The Alcohol Safety Action Program was introduced in the early 1970s as a comprehensive systems approach for reducing alcohol-related automobile crashes. This dissertation gathers evidence and insights helpful to planners, evaluators, policy-makers, and program implementors. Specifically, A.S.A.P. “Level II” effectiveness in reducing the recidivism rate among program participants was examined. A combination of quantitative and qualitative assessments of the program was performed to gain in-depth insight and to determine which program elements seem associated with its success or failure.

Quantitative analysis emphasized A.S.A.P. and non-A.S.A.P. participant two-year recidivism rates. Participants from two Virginia localities in 1977-80 were examined. Independent variables commonly held by both types of participants are age, sex, court delay, and prior offense records. Variables unique to each program were also examined.

Qualitative insights were gathered through interviews with current A.S.A.P. participants prior to and following program completion, past program participants, and course instructors.

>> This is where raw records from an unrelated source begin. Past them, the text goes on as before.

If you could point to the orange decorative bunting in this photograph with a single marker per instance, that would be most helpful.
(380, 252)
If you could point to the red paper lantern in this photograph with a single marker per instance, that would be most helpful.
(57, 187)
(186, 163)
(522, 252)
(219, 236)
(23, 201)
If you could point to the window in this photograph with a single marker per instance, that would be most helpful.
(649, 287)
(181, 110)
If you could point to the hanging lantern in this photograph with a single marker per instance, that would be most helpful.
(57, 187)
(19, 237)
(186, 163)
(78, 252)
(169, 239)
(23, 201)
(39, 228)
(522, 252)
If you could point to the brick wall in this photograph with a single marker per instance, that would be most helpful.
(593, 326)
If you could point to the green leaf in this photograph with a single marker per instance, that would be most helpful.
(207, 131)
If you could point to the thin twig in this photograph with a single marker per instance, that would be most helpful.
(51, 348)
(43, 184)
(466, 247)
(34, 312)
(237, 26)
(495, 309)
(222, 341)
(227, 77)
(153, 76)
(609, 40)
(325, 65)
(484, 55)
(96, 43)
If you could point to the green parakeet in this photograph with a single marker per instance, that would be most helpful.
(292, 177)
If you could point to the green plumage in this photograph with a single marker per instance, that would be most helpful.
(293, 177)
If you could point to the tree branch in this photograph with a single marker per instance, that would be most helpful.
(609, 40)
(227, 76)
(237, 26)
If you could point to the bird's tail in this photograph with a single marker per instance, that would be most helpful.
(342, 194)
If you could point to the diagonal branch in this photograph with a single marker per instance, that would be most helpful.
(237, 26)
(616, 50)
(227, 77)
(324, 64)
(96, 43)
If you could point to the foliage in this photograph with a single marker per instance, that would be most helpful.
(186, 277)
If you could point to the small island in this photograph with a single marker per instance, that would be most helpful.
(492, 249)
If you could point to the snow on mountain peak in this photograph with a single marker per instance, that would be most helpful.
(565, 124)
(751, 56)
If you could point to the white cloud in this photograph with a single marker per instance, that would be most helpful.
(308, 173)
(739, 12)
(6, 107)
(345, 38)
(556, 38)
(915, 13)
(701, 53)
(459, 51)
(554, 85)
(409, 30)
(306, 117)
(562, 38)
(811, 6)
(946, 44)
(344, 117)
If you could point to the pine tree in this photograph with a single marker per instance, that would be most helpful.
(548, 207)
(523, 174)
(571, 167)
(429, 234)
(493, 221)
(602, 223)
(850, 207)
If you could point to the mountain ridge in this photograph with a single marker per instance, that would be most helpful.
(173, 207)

An approximate three-to-one difference in recidivism rate was found between A.S.A.P. and non-A.S.A.P. participants. Variables significantly related to recidivism were prior D.W.I. offenses, court delay, prior reckless driving offenses, and age. Differences based on location were also found.

The interviews demonstrate basic satisfaction with the course. Participants cited the overall arrest experience as having the largest impact, with the course providing supportive information. The factor emerging to deter future behavior was the negative experience--the “hassle”--associated with the D.W.I. offense.

Overall, it appears that the blend of the educational and punitive approaches makes the A.S.A.P. program more effective than the alternative approaches being used. Specific recommendations emerging from the research are of four general types: administrative mechanisms, laws and policies, the A.S.A.P. course, and evaluation.